日の入りも近い。そろそろこの場も離れなければ、暗闇の中で林を抜けなければならなくなるだろう。
「ノゾミよ、そろそろ帰ろうかの」
ユウが声をかけると同時に、
「あーーーーーっ!!!」
ノゾミが叫び声をあげた。
「ん?なんじゃ?急に大声なんぞあげて」
突然の叫びにも全く動じることもなく、冷静に尋ねる。いや、もしかしたら驚いているのかもしれないが、少なくとも表情にはそれを出していない。
「仕事、忘れてた……」
「仕事?」
そういえばノゾミの手伝いをしろとか言われてたな、などとぼんやり思い出すユウ。
「そう、私の仕事……」
「……そういえば、実は頼まれてた仕事とかわし知らんのよのー」
仕事も何も、その話の時ユウは半分夢の中だった。あの中年男の方にはなかなか言い出せなくて聞き出せていないし、ノゾミは家を出てから真っ直ぐにここまで振り返らずに歩いてきたため、こちらも話を聞けていない。
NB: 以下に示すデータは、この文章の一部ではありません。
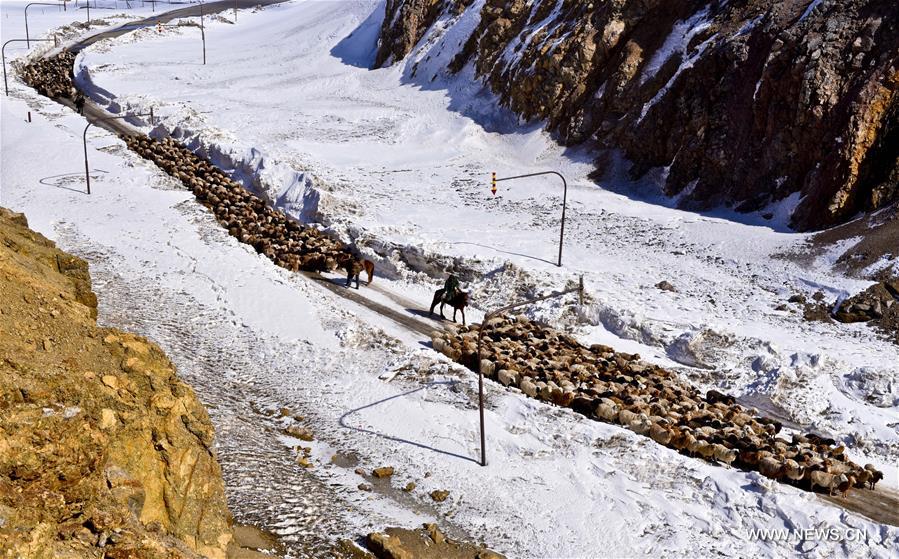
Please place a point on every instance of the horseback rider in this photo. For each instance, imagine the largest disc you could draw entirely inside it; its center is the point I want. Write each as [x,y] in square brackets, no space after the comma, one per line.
[79,102]
[450,287]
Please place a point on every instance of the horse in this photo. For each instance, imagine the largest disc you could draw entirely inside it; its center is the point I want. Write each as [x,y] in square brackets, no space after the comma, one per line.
[459,302]
[354,268]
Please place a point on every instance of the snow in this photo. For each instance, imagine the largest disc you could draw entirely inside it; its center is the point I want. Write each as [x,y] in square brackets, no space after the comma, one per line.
[676,43]
[687,63]
[402,164]
[811,8]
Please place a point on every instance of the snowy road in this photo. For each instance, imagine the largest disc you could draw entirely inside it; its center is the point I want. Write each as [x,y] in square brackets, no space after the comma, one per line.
[253,339]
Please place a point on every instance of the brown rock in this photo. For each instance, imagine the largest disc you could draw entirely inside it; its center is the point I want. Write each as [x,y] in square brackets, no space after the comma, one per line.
[382,472]
[439,495]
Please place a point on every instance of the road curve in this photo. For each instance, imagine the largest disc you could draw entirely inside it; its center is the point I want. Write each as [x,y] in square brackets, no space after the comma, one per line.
[881,505]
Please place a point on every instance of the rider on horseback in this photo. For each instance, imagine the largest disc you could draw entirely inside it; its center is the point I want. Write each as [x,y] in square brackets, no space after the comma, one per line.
[450,287]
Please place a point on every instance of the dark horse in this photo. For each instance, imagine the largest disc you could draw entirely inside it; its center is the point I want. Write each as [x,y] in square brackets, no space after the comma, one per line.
[459,302]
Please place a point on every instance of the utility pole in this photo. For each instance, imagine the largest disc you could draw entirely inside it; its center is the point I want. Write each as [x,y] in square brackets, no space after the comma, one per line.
[3,56]
[493,314]
[27,37]
[87,174]
[495,180]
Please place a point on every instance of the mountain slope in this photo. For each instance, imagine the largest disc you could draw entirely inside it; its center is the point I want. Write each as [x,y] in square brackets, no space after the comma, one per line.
[742,103]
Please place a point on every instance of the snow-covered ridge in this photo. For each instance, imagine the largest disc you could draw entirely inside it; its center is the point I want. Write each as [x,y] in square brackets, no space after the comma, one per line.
[409,166]
[664,82]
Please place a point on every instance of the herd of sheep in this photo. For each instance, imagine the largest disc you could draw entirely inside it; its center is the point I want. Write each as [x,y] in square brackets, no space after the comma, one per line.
[619,388]
[541,362]
[247,217]
[51,77]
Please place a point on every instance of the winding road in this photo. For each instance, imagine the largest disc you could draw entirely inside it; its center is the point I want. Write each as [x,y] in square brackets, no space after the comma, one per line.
[881,505]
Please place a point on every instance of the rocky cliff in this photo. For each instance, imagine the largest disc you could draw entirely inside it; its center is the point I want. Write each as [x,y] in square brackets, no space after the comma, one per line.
[739,102]
[103,451]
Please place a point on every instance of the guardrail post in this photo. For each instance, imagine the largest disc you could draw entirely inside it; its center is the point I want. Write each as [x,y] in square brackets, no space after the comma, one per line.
[491,315]
[495,180]
[87,173]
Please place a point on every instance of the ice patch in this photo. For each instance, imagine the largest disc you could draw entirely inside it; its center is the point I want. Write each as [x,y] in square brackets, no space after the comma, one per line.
[676,42]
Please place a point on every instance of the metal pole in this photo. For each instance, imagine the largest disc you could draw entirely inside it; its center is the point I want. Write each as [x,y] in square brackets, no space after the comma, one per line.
[3,56]
[481,393]
[564,202]
[87,172]
[27,35]
[5,85]
[493,314]
[562,228]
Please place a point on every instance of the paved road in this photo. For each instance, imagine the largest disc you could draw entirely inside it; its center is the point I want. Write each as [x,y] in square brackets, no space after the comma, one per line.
[881,505]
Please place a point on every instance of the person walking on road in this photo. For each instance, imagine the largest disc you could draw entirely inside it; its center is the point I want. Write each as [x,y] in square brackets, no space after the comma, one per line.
[79,103]
[450,287]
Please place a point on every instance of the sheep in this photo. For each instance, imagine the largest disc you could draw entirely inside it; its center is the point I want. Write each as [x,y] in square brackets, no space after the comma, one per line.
[846,483]
[826,481]
[792,470]
[723,454]
[660,433]
[607,410]
[876,475]
[770,467]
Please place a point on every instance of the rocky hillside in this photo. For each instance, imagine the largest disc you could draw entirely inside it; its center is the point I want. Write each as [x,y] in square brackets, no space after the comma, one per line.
[103,451]
[739,102]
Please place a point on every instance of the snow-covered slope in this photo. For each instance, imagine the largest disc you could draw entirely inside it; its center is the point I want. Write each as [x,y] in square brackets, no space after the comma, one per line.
[288,101]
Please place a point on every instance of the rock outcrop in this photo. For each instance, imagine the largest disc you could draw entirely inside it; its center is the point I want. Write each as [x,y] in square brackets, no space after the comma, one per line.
[743,103]
[103,451]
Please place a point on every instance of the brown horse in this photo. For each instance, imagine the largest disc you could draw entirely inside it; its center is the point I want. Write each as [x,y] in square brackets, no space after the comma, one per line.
[354,267]
[459,302]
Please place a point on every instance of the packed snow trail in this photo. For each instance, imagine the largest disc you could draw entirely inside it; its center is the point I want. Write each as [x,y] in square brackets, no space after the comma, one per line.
[550,470]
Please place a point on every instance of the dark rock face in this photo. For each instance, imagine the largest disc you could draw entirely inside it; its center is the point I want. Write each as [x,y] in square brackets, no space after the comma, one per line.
[406,23]
[741,103]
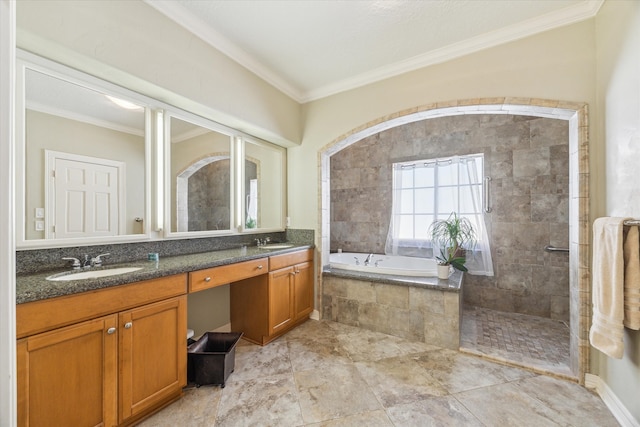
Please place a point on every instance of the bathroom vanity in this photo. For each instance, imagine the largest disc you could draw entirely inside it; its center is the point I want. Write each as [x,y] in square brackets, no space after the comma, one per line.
[115,354]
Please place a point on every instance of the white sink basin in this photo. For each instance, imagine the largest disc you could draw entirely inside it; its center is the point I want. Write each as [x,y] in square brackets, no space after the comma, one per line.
[276,246]
[92,274]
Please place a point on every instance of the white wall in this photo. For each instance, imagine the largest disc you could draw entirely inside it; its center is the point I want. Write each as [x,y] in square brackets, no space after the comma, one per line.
[558,64]
[618,91]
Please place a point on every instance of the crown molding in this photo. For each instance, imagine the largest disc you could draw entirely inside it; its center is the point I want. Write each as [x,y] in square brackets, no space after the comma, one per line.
[193,24]
[559,18]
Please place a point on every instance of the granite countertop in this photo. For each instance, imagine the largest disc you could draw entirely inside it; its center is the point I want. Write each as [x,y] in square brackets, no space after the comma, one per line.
[35,287]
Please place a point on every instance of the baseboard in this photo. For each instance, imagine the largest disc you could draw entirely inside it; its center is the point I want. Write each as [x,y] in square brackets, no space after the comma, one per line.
[617,408]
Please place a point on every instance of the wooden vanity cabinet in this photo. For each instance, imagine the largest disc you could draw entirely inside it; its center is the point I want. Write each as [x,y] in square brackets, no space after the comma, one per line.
[265,307]
[110,370]
[68,376]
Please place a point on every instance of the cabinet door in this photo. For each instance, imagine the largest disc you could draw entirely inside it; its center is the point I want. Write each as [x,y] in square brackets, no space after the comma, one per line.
[303,289]
[280,299]
[153,355]
[67,377]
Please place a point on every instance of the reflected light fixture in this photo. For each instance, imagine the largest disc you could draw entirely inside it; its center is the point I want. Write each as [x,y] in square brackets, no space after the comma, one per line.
[123,104]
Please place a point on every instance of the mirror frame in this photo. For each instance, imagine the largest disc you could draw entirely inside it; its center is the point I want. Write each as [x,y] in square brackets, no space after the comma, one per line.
[27,61]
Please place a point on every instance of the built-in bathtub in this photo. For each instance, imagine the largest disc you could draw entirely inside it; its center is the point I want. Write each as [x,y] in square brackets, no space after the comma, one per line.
[384,264]
[404,298]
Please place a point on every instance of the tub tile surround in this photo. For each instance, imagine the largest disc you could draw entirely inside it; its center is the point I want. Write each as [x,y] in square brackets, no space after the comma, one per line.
[576,115]
[528,160]
[428,310]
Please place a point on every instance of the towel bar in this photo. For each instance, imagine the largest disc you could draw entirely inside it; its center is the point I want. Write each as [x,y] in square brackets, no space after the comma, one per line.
[550,248]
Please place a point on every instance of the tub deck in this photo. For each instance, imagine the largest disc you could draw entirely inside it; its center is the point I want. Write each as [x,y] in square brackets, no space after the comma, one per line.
[425,309]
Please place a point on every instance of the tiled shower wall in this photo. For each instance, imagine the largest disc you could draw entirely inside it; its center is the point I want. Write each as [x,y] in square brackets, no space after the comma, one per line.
[528,161]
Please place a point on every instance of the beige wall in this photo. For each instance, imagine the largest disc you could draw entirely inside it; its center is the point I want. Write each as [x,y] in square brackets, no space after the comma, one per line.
[558,64]
[131,44]
[618,124]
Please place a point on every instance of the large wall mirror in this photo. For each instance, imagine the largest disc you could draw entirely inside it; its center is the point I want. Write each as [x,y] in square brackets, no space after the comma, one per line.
[201,177]
[263,185]
[220,181]
[86,150]
[82,165]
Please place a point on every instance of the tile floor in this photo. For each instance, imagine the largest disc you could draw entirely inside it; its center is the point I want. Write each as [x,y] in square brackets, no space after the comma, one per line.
[529,341]
[328,374]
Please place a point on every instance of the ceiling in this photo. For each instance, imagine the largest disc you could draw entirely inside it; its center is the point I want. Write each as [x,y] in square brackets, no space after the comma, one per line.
[310,49]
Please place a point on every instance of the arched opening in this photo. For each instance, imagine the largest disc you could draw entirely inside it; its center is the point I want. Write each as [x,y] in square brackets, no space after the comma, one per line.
[574,114]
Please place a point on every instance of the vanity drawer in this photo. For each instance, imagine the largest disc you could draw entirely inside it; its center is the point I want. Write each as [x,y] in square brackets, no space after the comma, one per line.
[285,260]
[216,276]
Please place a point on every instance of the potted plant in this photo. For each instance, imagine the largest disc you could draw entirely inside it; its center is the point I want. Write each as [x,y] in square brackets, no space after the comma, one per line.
[446,260]
[453,236]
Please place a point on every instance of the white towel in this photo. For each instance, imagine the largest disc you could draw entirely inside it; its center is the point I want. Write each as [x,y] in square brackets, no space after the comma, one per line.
[632,279]
[608,287]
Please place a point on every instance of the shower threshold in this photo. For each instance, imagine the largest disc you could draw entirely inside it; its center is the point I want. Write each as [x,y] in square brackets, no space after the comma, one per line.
[531,342]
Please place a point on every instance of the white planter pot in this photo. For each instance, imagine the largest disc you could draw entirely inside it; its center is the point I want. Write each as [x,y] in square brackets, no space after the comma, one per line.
[443,271]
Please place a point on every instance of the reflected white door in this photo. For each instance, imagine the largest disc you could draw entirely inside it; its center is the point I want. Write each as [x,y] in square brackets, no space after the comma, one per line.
[86,196]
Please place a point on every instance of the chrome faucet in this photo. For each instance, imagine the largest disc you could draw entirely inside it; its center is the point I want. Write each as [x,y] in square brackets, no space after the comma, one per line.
[97,261]
[86,262]
[75,264]
[262,242]
[368,259]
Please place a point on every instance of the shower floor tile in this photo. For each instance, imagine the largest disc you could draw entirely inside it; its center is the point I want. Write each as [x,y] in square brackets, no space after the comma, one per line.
[529,341]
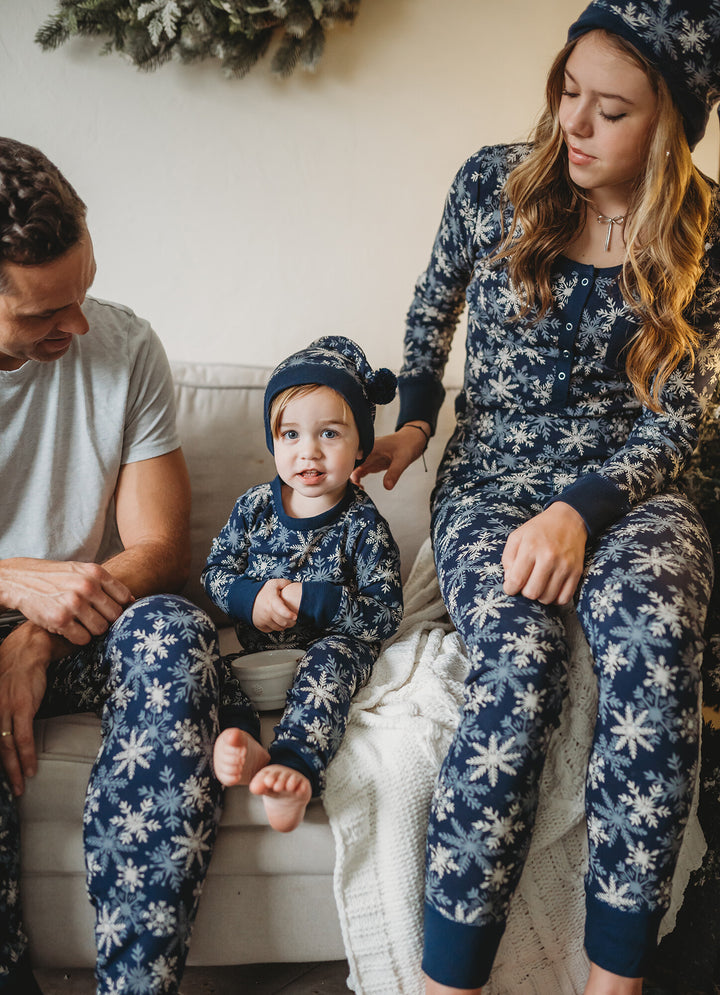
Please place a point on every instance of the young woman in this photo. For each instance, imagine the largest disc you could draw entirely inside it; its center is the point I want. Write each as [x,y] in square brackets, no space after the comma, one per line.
[589,264]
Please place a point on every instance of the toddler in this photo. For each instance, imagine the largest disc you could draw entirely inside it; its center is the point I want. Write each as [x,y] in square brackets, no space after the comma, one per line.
[306,561]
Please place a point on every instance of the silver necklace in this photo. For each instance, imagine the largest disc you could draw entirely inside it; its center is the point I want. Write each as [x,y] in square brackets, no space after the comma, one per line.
[601,219]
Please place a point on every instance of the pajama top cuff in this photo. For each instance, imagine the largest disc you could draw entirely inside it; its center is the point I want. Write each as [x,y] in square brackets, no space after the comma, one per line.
[320,602]
[597,500]
[420,400]
[241,598]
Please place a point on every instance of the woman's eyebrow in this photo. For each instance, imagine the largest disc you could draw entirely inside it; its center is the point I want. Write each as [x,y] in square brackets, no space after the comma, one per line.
[609,96]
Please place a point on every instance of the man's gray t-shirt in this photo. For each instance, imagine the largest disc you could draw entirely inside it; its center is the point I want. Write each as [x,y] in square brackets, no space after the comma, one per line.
[66,428]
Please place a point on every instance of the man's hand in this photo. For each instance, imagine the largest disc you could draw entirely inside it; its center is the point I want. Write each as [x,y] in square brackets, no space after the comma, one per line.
[394,453]
[74,600]
[543,559]
[271,612]
[24,658]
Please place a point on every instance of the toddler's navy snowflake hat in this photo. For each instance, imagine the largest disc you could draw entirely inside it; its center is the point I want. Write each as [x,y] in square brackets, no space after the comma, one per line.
[681,38]
[336,362]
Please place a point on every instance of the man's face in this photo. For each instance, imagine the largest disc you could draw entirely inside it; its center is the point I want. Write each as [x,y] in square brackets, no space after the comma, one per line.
[42,309]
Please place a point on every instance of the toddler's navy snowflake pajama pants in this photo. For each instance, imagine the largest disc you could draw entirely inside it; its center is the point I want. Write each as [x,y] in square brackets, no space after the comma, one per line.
[316,711]
[152,805]
[642,604]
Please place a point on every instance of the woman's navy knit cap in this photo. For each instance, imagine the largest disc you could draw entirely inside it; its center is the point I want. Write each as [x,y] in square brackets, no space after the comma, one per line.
[336,362]
[681,38]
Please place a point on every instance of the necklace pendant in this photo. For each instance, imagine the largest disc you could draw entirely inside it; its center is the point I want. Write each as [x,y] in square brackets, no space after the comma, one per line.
[602,219]
[607,236]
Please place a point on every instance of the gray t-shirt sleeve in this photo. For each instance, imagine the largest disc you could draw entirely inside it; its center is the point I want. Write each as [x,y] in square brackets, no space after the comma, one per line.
[150,418]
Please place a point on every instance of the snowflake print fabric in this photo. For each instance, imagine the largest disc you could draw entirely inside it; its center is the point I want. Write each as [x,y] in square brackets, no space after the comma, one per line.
[349,566]
[153,805]
[546,412]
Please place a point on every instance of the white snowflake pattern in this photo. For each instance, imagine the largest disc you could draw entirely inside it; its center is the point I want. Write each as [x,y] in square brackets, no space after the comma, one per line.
[109,929]
[631,732]
[493,759]
[135,823]
[441,861]
[135,752]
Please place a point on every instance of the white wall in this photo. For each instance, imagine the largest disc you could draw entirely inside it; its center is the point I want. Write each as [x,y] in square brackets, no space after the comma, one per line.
[245,217]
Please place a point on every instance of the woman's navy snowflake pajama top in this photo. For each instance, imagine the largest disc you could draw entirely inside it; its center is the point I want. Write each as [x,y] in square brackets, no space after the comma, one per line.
[547,412]
[351,601]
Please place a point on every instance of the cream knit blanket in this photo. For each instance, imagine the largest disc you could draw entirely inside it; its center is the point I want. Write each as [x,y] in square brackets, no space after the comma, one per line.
[378,795]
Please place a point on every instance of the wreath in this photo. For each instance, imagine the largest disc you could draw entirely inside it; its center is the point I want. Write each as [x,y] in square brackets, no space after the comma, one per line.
[237,32]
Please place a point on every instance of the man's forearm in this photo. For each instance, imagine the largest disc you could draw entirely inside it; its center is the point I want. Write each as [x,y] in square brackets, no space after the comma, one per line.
[152,567]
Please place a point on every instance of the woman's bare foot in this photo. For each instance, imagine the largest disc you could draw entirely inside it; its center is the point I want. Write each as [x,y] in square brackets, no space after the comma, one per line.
[285,794]
[602,982]
[435,988]
[237,757]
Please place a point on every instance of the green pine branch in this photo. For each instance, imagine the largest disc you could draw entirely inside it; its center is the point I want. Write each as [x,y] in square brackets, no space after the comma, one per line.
[237,32]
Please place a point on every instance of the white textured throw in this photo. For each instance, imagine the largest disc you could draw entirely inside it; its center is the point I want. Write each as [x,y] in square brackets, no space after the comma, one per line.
[378,795]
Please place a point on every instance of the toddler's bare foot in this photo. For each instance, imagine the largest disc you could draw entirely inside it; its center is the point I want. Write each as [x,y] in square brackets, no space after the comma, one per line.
[237,757]
[285,794]
[602,982]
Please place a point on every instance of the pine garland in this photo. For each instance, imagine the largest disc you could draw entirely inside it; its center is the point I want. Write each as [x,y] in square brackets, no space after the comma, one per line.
[237,32]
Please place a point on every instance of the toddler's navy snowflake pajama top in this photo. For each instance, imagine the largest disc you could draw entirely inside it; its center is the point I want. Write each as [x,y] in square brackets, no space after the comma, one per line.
[349,566]
[547,412]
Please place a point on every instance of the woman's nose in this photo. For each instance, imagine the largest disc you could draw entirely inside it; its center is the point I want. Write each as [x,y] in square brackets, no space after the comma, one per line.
[579,122]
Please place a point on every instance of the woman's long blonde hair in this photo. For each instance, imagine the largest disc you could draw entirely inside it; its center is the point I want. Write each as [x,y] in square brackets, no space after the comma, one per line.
[667,219]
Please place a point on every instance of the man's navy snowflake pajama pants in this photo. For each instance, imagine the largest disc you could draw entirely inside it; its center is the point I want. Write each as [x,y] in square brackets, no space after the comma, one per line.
[152,805]
[642,604]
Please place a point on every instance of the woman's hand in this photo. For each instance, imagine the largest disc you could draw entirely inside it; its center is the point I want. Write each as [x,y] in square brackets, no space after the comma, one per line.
[271,612]
[543,559]
[394,453]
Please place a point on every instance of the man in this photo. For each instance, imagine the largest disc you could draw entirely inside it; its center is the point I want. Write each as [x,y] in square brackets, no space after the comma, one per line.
[94,508]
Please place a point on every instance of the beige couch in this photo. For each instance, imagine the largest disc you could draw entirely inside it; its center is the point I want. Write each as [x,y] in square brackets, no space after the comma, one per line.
[262,885]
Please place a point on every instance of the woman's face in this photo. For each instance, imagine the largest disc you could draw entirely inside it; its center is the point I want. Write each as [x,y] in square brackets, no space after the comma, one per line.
[607,115]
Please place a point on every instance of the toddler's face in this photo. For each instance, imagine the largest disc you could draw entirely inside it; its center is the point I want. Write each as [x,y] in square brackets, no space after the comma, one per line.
[316,449]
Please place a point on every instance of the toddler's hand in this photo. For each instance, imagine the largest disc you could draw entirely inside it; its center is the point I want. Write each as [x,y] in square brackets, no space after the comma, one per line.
[271,613]
[292,595]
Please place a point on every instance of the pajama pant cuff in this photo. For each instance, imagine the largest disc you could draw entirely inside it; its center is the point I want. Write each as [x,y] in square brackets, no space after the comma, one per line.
[288,757]
[237,717]
[458,955]
[621,942]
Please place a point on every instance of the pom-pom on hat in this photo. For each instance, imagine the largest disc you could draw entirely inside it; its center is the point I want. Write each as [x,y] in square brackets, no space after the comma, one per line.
[681,38]
[336,362]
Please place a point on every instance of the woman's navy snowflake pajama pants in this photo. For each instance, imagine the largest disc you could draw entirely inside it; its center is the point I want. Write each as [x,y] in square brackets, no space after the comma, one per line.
[152,805]
[642,604]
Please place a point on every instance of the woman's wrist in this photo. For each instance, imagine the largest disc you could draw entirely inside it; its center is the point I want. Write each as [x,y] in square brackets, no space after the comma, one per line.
[419,428]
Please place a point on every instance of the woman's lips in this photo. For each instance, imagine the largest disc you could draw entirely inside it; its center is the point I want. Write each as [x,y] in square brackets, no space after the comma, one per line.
[579,158]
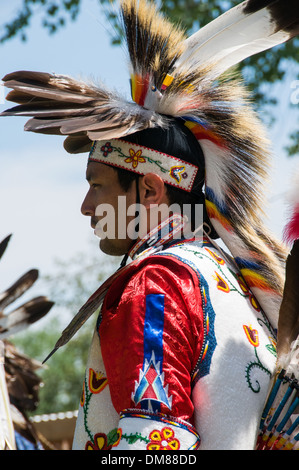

「うーん、じゃあ、帰りながら話しようかな?今日は研修みたいなものだったからあまり仕事が進んでいないっていえば許してくれるかも?」
少し自信なさげにノゾミはつぶやく。
「そうじゃな、最悪わしが足を引っ張ったことにすればいいんでないかのー?」
「そうかなぁ?」
「そうじゃそうじゃ、安心せい。何より、妹は姉を頼る者であろう?」
そんなユウの言葉に励まされたかどうかは定かではないが。
「うん!そうだね!なんとなるよね!」
ノゾミは元気を取り戻し、来る時と同じように、意気揚々と帰路についた。
「それで、わしらがするべき仕事とは何ぞ?」
今朝からずっと気になっていたことだ。流れで協力することになってしまったものの、その実情を知らなければやる気があってもそれを実行に移すことは難しい。
「うーん、そうだねー。私もそんなに詳しい話じゃないんだけどね?なんか人を探してきてって言われてるよ」
「人?」
それは何かの暗喩だろうか。ユウは言葉の裏を探ろうと少し疑る。
「うん!人!人間!誰でもいいから見つけたら連れてきてって言われてるの!」
「その人って、こう、文字通り、人のことかの?」
あまりにその意図が分からなくて、もう一度確認してしまう。
「もー、何をボケてるの、お姉ちゃん?そうだよ、私たちみたいな人だよ!」
呆れた様子でノゾミは答える。
「なんかねー、今の世の中、どこも大変だよね?どこもかしこも≪終焉を告げるモノ≫とかいう化け物に壊されちゃってさ。安全なとこは空に浮かぶ空中大陸だけ」
そう言うノゾミの顔は、いつもより少しだけ陰っている。
「まぁ、確かにそうじゃのー」
それを知ってか知らずか、ユウは呑気に頷く。
「でもね!そこであのお家!なんかよくわからないけどね、空の人がやってきてね、食料とかいろいろ持ってきてくれるの!」
そうだったのか。どこを見ても食料も水もあるように見えなかったが、それらの物資は空から持ち込まれていたのだ。きっとそれ以外の様々なものが持ち込まれていることだろう。ユウが抱いていた疑問の一つが氷解した。そして新たにもう一つ。空とつながりがあるということは、
「のう、ノゾミよ。主は器律式なるものを知っているかの?」
その疑問をすぐに口にしてみた。
「きりつしき?何それ?」
「そうか……いや、何でもない。話を続けてよいぞ?」
どうやらそこまで深いつながりではないようだ。話を遮ったことを謝って続きを促す。
「大丈夫大丈夫!気になるところはすぐに聞けっておじさんも言ってたし!」
ノゾミのなんと育ちの良いことだろうか。常々思っていることを改めてユウは思う。
「まあ、そんな感じで私たちはそれなりに裕福な暮らしができるんだよね!それでね!食料とかもたっくさんあるからさ、それを皆にも分けられるように、人を探してるの!」
ここに繋がってくるわけか。ふむふむとユウは内心頷く。
「それはなかなか優しい、というかなんというかって感じじゃの」
無償の施しはむしろ怪しい気もするが、その辺りの自己勘定は流石に済んでいることだろう。部外者たるユウが口を出すべきところではない。
「あとねあとね!いっぱい人を集められたら、食料を持ってくるのも手間だから、空に連れて行ってくれるって!」
「空に?」
「うん!あの空中大陸に!」
ノゾミは空を指差しながら興奮気味に話す。
「空中大陸に行けばね!きっと今よりももっとおいしい食べ物だって食べられるし、もっと楽しくなるよね!それに毎日怯えることもなくなる!ね!」
その話が本当ならこれほど喜ばしいことは無かろう。新参のユウではその事情についてよくわからないところが多かったが、それだけで何にも勝るメリットが存在することは分かった。何より≪終焉を告げるモノ≫の脅威から逃げ延びることができるのだ。今の世界にそれよりも上に立つ利点など存在しないと言っていいだろう。少なくとも地上に住む人たちにとっては。
「そうか、それはよかったの」
だから、ユウは微笑んでノゾミの頭を撫でてやった。
「うん!」
ノゾミはいつにも増して満面の笑みを浮かべる。ユウとしてはその嬉しそうなノゾミの姿を見られただけで大満足だ。
「あ、でもね!今日私たちが行った場所は探索外の場所だから!本当は危険だから探索はもっと近場でって言われてるんだけどね?だから秘密の場所!お姉ちゃんも絶対に秘密にしてよ!」
「わかっとるわかっとる」
未来への希望を抱いて明るく話す彼女は、ユウにとってとてもまぶしかった。
仲良さげに話しながら帰路を辿る二人の影は、どこから見てもただの仲の良い姉妹にしか見えなかった。